AS STATED ABOVE, IT IS REPORTED THAT COMPLETE DELIVERY OF THE AUTOTRANSFORMER WAS MADE BY THE CONTRACTOR ON SEPTEMBER 11, 1957--- MORE THAN TWO YEARS PRIOR TO THE FAILURE ON SEPTEMBER 17, 1959--- AND THAT IT HAD BEEN IN SERVICE FROM MARCH 26, 1958, TO DECEMBER 3, 1958, AND, AFTER REPAIRS, FROM APRIL 27 TO SEPTEMBER 17, 1959. THERE IS ALSO FOR CONSIDERATION THE FINDING OF THE CONTRACTING OFFICER THAT THERE IS NO PHYSICAL EVIDENCE AS TO THE CAUSE OF FAILURE WHICH WOULD PERMIT A CONCLUSIVE DETERMINATION UPON WHICH TO BASE A CLAIM.
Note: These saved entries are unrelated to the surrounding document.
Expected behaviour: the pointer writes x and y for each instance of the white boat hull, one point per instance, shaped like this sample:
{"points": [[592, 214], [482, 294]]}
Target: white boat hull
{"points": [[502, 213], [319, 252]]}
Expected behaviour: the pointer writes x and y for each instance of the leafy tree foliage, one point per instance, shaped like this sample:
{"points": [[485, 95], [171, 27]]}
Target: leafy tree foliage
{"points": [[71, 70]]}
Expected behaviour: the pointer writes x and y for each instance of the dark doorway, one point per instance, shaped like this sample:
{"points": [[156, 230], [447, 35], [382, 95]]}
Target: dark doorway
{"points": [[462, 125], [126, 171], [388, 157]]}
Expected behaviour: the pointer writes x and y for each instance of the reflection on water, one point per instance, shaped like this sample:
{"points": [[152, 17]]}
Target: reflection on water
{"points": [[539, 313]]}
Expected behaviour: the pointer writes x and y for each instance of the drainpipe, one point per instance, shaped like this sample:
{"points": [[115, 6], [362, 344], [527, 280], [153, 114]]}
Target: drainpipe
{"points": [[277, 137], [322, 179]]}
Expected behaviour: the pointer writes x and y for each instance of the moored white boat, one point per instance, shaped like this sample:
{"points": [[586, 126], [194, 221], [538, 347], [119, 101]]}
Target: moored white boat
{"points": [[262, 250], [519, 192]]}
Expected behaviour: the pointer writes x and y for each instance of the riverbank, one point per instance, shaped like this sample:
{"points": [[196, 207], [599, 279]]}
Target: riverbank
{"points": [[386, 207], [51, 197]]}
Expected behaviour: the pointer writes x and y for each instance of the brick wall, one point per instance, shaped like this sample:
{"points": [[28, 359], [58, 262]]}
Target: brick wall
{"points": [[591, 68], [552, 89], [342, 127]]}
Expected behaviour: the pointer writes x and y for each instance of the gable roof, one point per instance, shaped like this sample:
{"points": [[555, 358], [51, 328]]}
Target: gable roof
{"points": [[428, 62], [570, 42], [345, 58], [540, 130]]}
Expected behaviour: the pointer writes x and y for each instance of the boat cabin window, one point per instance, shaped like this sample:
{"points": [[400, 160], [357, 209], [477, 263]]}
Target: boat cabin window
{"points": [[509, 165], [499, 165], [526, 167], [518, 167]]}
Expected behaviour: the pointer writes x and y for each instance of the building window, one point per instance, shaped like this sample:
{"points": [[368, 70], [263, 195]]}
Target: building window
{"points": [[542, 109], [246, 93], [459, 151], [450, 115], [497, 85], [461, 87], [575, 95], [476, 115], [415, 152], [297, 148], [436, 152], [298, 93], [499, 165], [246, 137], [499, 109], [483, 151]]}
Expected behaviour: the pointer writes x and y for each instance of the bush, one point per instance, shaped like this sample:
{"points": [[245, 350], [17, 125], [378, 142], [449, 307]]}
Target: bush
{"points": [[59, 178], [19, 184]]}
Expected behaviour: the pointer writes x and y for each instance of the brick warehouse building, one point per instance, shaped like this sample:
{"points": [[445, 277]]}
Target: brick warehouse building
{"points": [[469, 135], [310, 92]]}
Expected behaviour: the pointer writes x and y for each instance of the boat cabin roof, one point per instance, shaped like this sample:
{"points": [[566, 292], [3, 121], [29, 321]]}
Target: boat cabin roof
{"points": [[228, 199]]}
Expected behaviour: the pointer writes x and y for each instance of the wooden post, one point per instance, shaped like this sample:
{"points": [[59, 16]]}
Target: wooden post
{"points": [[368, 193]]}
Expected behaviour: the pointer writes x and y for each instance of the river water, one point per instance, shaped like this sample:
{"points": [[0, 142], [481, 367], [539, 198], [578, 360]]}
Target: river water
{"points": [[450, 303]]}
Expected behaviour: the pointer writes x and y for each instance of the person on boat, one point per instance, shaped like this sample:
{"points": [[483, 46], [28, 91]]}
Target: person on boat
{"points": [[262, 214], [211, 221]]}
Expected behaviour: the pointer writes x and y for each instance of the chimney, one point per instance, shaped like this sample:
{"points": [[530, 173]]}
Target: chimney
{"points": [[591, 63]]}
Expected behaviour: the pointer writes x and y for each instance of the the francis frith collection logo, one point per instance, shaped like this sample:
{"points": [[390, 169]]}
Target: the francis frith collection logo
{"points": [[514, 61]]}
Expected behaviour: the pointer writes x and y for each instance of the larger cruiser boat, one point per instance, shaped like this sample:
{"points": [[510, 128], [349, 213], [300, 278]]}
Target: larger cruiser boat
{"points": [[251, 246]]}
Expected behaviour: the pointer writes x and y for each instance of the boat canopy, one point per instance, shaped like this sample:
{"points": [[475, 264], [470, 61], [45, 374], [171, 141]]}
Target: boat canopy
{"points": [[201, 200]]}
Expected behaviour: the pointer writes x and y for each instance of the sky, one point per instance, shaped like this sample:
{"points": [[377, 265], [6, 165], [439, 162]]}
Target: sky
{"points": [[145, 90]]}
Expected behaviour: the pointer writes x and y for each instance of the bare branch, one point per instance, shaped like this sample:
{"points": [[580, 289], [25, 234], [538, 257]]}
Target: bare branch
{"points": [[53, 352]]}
THE BASIS FOR YOUR DEPARTMENT'S POSITION THAT THE WARRANTY WAS STILL IN FORCE IN SEPTEMBER 1959 IS NOT STATED, BUT IT IS PRESUMED THAT YOUR THEORY IS THAT THE SECOND BREAKDOWN WAS ATTRIBUTABLE TO A DEFECT IN THE TAP CHANGER, WHICH APPEARS TO HAVE BEEN THE PART INVOLVED IN THE FIRST FAILURE, AND THAT THE 1-YEAR WARRANTY WAS REVIVED OR EXTENDED BY THE REPAIRS TO THAT UNIT. ASIDE FROM THE FACT THAT SUCH A THEORY IS IN CONFLICT WITH THE EXPRESS LIMITATION OF THE "TOTAL PERIOD" OF THE CONTRACTOR'S LIABILITY TO 18 MONTHS FROM THE COMPLETED DELIVERY OF THE EQUIPMENT, WE ARE UNABLE TO FIND AUTHORITY IN SUPPORT OF THE PROPOSITION THAT A SELLER'S REPAIR OR REPLACEMENT OF A DEFECTIVE ARTICLE PURSUANT TO A WARRANTY AUTOMATICALLY RENEWS THE WARRANTY FOR A NEW PERIOD BEGINNING AT THE TIME OF THE REPAIR. SEE DOAK GAS ENGINE CO. V. FRASER (CALIF.), 143 PAC. 1024; J. L. OWENS CO. V. O-KEEFE, 141 MINN. 275, 170 N.W. 204.

ON THE ENTIRE RECORD, THERE SEEMS TO BE NO ADEQUATE BASIS TO PERMIT A DETERMINATION THAT THE CONTRACTOR WAS RESPONSIBLE FOR THE COST OF REPAIRS.

IN THESE CIRCUMSTANCES, WE AGREE WITH THE RECOMMENDATION OF THE CONTRACTING OFFICER AND YOUR DEPARTMENT THAT THE PROPOSED SETTLEMENT IS ADVANTAGEOUS TO THE GOVERNMENT. THE PROPOSED SETTLEMENT IS, ACCORDINGLY, APPROVED.